Uitspraak
1.Procesverloop in cassatie
2.Beoordeling van de cassatiemiddelen
3.Beslissing
13 december 2022.
Hoge Raad
In deze zaak heeft de Hoge Raad op 13 december 2022 uitspraak gedaan in een cassatieprocedure tegen een arrest van het gerechtshof 's-Hertogenbosch van 3 augustus 2021. De verdachte, geboren in 1998, was aangeklaagd voor poging doodslag door met aanzienlijke snelheid achteruit in te rijden op een agent en diens motorfiets, alsook voor meermalen gepleegde diefstal van benzine.

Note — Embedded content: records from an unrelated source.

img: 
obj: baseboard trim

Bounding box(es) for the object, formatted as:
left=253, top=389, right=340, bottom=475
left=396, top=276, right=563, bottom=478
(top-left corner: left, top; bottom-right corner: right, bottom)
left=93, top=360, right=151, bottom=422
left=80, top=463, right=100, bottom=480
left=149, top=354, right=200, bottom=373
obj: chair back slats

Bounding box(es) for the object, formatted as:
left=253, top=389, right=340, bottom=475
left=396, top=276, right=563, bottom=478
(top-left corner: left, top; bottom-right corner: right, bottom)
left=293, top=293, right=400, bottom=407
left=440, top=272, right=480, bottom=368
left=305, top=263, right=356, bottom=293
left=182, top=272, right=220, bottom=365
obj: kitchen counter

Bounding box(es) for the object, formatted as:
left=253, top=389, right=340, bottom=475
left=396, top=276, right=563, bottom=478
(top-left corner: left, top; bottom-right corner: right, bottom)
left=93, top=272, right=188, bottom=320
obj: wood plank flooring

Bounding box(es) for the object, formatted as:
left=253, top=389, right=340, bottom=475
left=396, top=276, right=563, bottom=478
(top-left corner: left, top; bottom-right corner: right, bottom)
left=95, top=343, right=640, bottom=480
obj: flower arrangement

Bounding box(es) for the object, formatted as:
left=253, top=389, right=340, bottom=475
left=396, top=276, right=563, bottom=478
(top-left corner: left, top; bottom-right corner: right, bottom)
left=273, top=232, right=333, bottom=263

De advocaat van de verdachte, S.J. van der Woude, heeft cassatiemiddelen voorgesteld, waarop de advocaat-generaal E.J. Hofstee heeft geconcludeerd tot verwerping van het beroep.
De Hoge Raad heeft de klachten over de uitspraak van het hof beoordeeld. De belangrijkste punten van geschil betroffen de bewijsklacht met betrekking tot het p-v VerkeersOngevallenAnalyse en de strafmotivering, waaronder de opgelegde gevangenisstraf van 36 maanden, waarvan 6 maanden voorwaardelijk, en 24 maanden ontzegging van de rijbevoegdheid. De Hoge Raad oordeelde dat de klachten niet konden leiden tot vernietiging van de uitspraak van het hof, en dat het niet nodig was om te motiveren waarom dit oordeel was genomen. Dit oordeel was gebaseerd op het feit dat de vragen die aan de orde waren niet van belang waren voor de eenheid of de ontwikkeling van het recht, zoals bedoeld in artikel 81 lid 1 van de Wet op de rechterlijke organisatie.
Uiteindelijk heeft de Hoge Raad het beroep verworpen, waarmee de uitspraak van het gerechtshof in stand bleef. Dit arrest is gewezen door de vice-president J. de Hullu als voorzitter, en de raadsheren Y. Buruma en E.S.G.N.A.I. van de Griend, in bijzijn van de waarnemend griffier H.J.S. Kea, en is uitgesproken ter openbare terechtzitting.